Our U.S. dollar is supposed to be a nationally accepted standard of value. In other words, a $10 bill will purchase 10 pounds of sweet potatoes, three gallons of milk and about two cans of red sockeye salmon in Maine, as well as the same quantity of items in California, 3,000 miles away. Our dollar is also supposed to be a storehouse of value, meaning that this $10 bill (in a perfect economy) also should purchase 10 pounds of sweet potatoes, three gallons of milk and two cans of red sockeye salmon five years from now. However, we know too well that five years from now we might need $12 to buy those items.
But let’s assume that the year is 1930 and you are considering the purchase of a new Ford automobile. It has a stick shift, manual windows and a four-cylinder engine that gets 25 miles per gallon, and this beauty, which only comes in black, will cost you $600. The dealer wants to make a sale and write up a contract. You ask him to prepare the papers and promise that you’ll return tomorrow with $600 in cash. Remember, in 1930 banks did not offer eight-year auto loans, it was blasphemous to even dream of adding the cost of a car to your home mortgage, and most Americans paid cash for their purchases.
Upon reaching home, you’re having a very difficult time deciding whether to give the dealer 30 bright and pretty $20 gold pieces or 30 dirty, green $20 paper bills. Because you need to think on the two alternatives, you put the $20 gold pieces and the double sawbucks under your mattress and decide to sleep on it. So sleep on it you do, and you pull a Rip Van Winkle, waking today, in 2005, from a 75-year snooze.
Now, with your mind made up, you bebop over to that Ford dealer with paper currency to give him $600 in green. Guess what? Today those $20 bills will only buy four tires and rims for a 2005 model. However, your 30 $20 gold pieces will buy the whole enchilada. The dealer would gladly sell you a spanking-new red Ford (with air conditioning, power brakes and steering, a radio, turn signals, soft seats, chrome molding, pneumatic shock absorbers, tinted windows, seat belts, etc.), take your 30 double eagles, and mark the contract “paid in full.”
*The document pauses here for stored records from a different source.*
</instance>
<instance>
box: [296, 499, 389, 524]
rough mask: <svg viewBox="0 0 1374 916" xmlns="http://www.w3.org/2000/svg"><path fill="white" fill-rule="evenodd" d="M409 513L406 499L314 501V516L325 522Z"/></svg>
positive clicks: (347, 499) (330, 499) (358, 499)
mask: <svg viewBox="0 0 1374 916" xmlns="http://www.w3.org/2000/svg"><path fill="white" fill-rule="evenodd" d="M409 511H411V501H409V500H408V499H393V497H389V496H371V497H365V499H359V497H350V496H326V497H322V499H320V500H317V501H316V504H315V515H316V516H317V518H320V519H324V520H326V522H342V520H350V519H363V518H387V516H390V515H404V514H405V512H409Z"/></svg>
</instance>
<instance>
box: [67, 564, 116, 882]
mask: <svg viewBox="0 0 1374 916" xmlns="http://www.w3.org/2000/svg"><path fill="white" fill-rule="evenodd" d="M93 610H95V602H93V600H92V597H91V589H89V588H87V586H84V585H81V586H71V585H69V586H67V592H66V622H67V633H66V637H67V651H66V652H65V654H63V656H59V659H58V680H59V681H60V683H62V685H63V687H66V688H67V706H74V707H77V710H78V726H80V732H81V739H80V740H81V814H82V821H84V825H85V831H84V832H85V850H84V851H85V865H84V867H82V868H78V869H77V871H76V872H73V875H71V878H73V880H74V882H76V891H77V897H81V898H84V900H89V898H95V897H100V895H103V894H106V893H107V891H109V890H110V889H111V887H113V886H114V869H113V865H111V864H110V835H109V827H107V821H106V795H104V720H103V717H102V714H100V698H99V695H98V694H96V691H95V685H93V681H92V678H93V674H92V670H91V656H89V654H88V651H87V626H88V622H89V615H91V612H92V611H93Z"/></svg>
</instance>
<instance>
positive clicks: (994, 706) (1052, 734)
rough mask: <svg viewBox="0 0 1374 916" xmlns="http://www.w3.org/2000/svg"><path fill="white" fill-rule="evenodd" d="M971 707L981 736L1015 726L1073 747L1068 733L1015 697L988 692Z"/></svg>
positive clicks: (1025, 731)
Now, I would not invest 20 percent of your portfolio in Canadian and South African gold stocks for reasons of trust. I don’t trust South African or Canadian gold companies. I don’t trust the South African and Canadian executives who manage those companies. I don’t trust South African or Canadian gold miners, and I certainly don’t trust the accounting firms that review the books of the South African and Canadian companies. I have similar feelings about U.S. gold mining stocks.
You must be mindful that selecting a portfolio of seven or nine gold stocks is not a pennyweight less difficult than selecting a portfolio of biotech or software stocks. And I’m willing to wager that you’d lose money on your broker’s gold stock picks. Frankly, I think you have to be dumb to put 20 percent of your assets in gold mining stocks.
However, if you must, I suggest that you consider iShares Comex Gold Trust (IAU-$42.96), which is an exchange-traded fund. Each IAU share represents one-tenth ounce of gold and the share price moves in tandem with the minute-by-minute changes in the price of gold. So, a purchase of 500 shares is equal to owning 50 ounces of gold. I think this is preferable to owning gold stocks and having to concern yourself about the accuracy of geologists’ reports, the costs of mining the metal, management goofs and the lifespan of the company’s gold deposits.